Стержневым сюжетом повести И.Шмелева "Богомолье" (1930-1931) стало опирающееся на традицию древнерусских "хожений" изображение паломнического пути персонажей к "Серги-Троице", выступающего как средоточие духовно-нравственных императивов личности.

В качестве развернутой экспозиции выступают в произведении символический эпизод чудесного спасения Горкина от гибели благодаря заступничеству Царицы Небесной, притчевая история с потерянным и обретенным золотым Мартына, заключающая идею восхождения грешной души, а также увиденная в зеркале детского взгляда повествователя "картинка Страшного суда на стенке"  в каморке Горкина, через вчувствование в которую в повести впервые приоткрывается онтологическая перспектива индивидуального бытия.

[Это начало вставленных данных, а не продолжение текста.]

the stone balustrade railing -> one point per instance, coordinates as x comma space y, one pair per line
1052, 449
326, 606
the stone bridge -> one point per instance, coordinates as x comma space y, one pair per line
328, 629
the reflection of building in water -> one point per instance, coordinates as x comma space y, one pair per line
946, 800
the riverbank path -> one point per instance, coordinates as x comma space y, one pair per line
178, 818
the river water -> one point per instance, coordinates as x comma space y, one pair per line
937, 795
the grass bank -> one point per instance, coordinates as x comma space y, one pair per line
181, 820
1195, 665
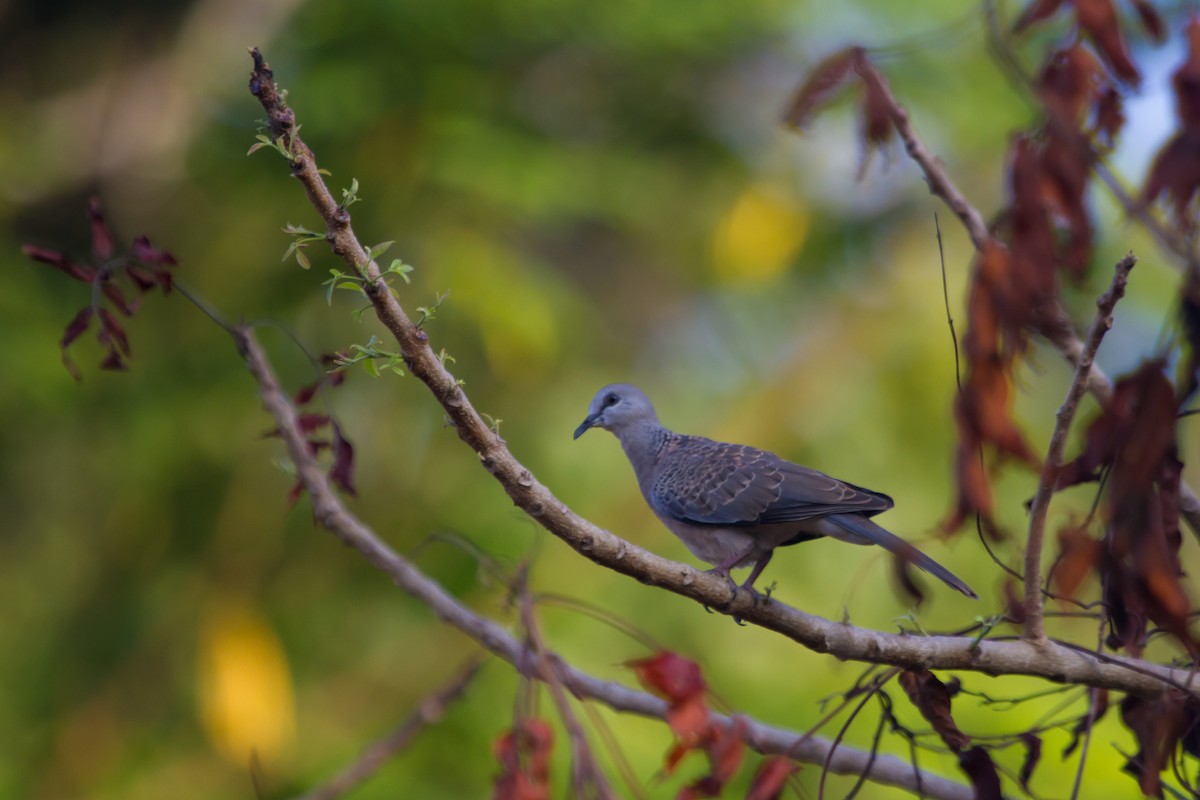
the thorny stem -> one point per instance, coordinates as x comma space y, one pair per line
1035, 626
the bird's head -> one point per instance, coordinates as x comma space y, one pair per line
616, 408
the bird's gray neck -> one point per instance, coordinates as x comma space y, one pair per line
645, 443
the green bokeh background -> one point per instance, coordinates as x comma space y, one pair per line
606, 193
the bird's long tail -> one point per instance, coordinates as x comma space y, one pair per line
864, 529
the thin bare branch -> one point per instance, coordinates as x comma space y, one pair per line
1053, 661
585, 773
1035, 627
331, 513
373, 757
940, 182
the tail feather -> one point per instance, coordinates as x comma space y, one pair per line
864, 528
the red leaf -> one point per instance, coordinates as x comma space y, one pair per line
982, 771
1186, 80
877, 126
771, 779
143, 251
825, 82
101, 236
1079, 555
60, 262
1176, 173
529, 741
342, 471
118, 299
1157, 725
113, 331
1032, 756
1109, 116
1087, 720
1151, 20
933, 699
1099, 18
671, 677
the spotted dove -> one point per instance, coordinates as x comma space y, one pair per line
732, 505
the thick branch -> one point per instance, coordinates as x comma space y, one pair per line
333, 515
1050, 661
1035, 629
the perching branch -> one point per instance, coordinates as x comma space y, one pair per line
1035, 630
1054, 661
334, 516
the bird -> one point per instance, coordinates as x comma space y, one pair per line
732, 505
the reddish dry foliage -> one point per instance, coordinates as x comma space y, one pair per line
823, 83
1139, 564
1087, 720
771, 779
341, 471
681, 684
1078, 555
829, 78
1161, 726
143, 268
933, 699
1176, 168
523, 753
982, 771
999, 307
1098, 19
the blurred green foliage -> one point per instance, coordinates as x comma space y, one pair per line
605, 193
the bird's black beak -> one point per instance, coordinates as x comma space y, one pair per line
586, 423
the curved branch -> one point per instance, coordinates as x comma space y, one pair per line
1066, 414
333, 515
1048, 660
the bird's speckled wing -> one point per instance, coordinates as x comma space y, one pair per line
717, 483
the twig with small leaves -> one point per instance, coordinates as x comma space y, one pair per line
1060, 662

В начальных главах повести через приготовления Горкина, в интуитивных предчувствиях рассказчика намечается аксиологически окрашенная категория пути "к Преподобному", сосредоточившая в себе предощущение радостного обновления души ("что-то во мне поет") через одухотворенное трудничество и возведение земного к горнему: "Где-то далеко-далеко – Угодник, который теперь нас ждет". Наполняющее внутренний мир паломников предвкушение духовного преображения ("все другое, не как в миру") предстает в единстве сугубо индивидуального восприятия, что передается в просветленной золотистой, розовой, голубой цветовой гамме, лирически трансформирующей картину мира, – и векового молитвенного опыта, выразившегося в припоминаемых словах церковного песнопения: "Церкви всегда открыты, воздух – как облака кадильный… и все поют: "И-зве-ди из темницы ду-шу моюууу!.." Прямо душа отходит".
 
Первоосновой ценностного осмысления богомольной дороги становится соприкосновение персонажей с православными ориентирами родного, личностно освоенного московского пространства, которое предстает в произведении в своей детально прописанной топографии – от часовни Николая Чудотворца у Каменного моста, "утреннего храма Спасителя", Иверской часовни до "душевных" соборов Кремля, изображение которых передает объединяющее героев вчувствование в духовные заветы древности.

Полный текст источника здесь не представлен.